During these years poems by Apollinaire appeared in various reviews and newspapers. In 1911 he published Le bestiaire où le cortège d’Orphée, poems set by Poulenc seven years later. The woodcuts were by Raoul Dufy, although the poet would have preferred Picasso. He spent some days in prison, bizarrely suspected of being mixed up in the famous theft of Leonardo’s Mona Lisa from the Louvre; as a Russian national he risked deportation from France. (He was an associate of someone who had regularly stolen other artefacts from the museum.) This low point was followed by increasing literary success, although it was lost on nobody that the poet kept questionable company and was a ‘wide boy’ ready to sweep aside with audacity the accepted way of doing things—serving the pizza with a florid gesture, as someone put it, while fixing the lady with a long and languorous look—hardly in the tradition of the impeccably disinterested French waiter. At the same time he sincerely professed himself a dyed-in-the-wool Parisian and patriotic Frenchman precisely because he was neither Parisian nor French; like an Indian-born writer bemoaning the end of the British aristocracy, he revelled in a nostalgia for a vieille France that another side of his nature sought to modernize by any and every means, even if his rampages might result in its destruction.

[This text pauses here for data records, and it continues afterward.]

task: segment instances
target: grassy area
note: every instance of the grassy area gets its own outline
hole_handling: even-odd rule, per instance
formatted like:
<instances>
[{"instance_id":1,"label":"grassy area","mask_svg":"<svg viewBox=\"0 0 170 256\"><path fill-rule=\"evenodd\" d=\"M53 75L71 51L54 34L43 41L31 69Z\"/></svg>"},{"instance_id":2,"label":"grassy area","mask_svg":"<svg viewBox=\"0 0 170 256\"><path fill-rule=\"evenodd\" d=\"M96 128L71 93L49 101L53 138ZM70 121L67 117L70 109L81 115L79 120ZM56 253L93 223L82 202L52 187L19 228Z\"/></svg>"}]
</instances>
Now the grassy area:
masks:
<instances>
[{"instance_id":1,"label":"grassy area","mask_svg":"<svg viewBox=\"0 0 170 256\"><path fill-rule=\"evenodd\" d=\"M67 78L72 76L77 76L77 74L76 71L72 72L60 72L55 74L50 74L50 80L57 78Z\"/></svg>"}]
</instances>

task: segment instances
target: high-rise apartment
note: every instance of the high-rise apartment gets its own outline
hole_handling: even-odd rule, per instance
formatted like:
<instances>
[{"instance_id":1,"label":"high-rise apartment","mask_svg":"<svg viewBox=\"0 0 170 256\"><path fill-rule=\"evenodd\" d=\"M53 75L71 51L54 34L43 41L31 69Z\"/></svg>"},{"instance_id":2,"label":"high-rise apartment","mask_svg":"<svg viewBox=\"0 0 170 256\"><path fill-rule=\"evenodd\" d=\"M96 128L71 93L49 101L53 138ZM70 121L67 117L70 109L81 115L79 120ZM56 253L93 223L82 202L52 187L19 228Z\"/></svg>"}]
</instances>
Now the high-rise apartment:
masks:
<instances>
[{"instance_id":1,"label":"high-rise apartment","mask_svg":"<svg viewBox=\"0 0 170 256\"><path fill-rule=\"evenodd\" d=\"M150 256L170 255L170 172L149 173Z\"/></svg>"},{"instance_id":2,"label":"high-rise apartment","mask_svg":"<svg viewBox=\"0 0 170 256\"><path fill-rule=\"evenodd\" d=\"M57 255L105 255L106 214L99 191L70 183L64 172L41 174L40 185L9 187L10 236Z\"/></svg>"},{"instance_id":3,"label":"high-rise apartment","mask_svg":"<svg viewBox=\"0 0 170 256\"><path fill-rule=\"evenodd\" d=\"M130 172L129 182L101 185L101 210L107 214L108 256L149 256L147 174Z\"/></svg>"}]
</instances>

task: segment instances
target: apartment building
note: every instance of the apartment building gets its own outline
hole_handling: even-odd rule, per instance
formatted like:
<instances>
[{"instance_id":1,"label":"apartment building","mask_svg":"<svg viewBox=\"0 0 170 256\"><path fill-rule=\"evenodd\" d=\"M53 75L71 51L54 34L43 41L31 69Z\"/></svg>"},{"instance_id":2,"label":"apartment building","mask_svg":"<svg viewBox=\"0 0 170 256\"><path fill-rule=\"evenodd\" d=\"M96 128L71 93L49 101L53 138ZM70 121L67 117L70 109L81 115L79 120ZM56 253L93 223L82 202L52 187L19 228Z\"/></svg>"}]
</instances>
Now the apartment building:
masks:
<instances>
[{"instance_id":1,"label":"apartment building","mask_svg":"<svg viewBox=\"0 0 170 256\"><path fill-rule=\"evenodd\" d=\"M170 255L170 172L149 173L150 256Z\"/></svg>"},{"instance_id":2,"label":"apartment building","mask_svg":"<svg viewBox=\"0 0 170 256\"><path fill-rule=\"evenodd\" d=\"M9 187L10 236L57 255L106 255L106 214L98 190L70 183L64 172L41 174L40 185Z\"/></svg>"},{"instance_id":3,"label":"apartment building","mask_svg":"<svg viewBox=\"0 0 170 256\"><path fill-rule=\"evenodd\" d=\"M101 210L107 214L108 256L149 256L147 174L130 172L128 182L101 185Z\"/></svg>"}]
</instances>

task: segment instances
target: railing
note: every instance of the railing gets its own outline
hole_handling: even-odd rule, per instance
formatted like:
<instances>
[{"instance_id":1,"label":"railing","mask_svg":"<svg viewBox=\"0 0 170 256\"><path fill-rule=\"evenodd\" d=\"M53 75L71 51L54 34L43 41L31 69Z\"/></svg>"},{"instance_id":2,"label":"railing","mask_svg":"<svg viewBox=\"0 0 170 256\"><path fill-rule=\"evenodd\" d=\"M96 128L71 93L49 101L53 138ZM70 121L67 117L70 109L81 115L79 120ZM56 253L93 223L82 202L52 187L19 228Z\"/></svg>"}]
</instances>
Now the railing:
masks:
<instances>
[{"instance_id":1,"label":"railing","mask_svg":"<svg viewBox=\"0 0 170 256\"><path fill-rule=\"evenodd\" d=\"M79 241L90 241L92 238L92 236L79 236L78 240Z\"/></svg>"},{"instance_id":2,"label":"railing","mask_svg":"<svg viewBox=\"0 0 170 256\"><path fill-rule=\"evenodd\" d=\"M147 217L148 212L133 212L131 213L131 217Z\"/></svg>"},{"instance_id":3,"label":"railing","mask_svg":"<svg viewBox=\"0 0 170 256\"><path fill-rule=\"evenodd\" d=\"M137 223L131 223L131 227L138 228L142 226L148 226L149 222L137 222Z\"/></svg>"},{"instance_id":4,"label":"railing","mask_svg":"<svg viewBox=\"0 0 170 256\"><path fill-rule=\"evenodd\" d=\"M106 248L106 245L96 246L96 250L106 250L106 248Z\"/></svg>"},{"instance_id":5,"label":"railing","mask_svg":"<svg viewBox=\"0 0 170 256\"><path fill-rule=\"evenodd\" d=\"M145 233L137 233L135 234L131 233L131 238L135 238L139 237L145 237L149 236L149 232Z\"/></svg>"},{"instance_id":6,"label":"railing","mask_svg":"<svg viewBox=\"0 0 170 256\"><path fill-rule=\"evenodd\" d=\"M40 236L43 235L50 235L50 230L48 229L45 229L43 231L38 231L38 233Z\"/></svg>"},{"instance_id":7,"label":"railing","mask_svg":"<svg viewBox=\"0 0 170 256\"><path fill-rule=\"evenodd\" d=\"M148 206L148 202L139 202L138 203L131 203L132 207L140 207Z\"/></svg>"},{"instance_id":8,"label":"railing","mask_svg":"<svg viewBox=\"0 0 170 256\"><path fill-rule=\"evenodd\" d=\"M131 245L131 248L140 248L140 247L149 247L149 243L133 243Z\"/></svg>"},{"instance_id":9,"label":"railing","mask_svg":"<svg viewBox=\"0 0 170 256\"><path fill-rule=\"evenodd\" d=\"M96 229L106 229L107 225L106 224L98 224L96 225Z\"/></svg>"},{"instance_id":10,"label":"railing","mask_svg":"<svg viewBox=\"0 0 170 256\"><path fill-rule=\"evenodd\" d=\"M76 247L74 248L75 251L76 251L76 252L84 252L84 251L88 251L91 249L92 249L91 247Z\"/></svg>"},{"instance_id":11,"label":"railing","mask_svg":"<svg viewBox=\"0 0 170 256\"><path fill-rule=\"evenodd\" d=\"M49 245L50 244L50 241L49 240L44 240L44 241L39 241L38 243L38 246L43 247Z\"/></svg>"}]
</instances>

1913 saw the publication of Apollinaire’s most famous collection of poetry, Alcools. On the outbreak of war in 1914 he volunteered immediately but, as a Russian citizen, encountered a barrier of red tape. In September of that year in Nice he met Louise de Coligny-Chatillon (‘Lou’) who temporarily resisted his advances. He then successfully enlisted in the 38th infantry regiment at Nîmes. In December 1914 ‘Lou’ capitulated to the poet in uniform and the couple spent an idyllic week together. On a train journey to Nice-Nîmes in January 1915 Apollinaire met the young Madeleine Pagès to whom he became engaged later in that year. The following Easter he was sent to the front at Champagne; by November 1915 he had been promoted to sub-lieutenant in the 96th regiment and had experienced the horror of the trenches. On 17 March 1916 he suffered a head-wound from shrapnel at Berry-au-Bac and underwent a lengthy convalescence and sub-cranial surgery. The relationship with Madeleine Pagès had petered out. In September his collection of stories, Le poète assassiné was published. Although only thirty-six himself, he had already become the idol of a group of younger men who espoused the literary avant-garde—Breton, Tzara, Reverdy and Cocteau. He wrote the programme note for the Cocteau-Satie ballet Parade in 1917; shortly afterwards his play Les mamelles de Tirésias was performed, the work for which he first formulated the label ‘surrealist’; in 1946 Poulenc was to turn it into an opera, his greatest homage to the poet. During his recuperation from a lung infection the poet met Jacqueline Kolb who became his wife shortly afterwards. The poet, weakened by his illnesses, died of Spanish flu on 9 November 1918.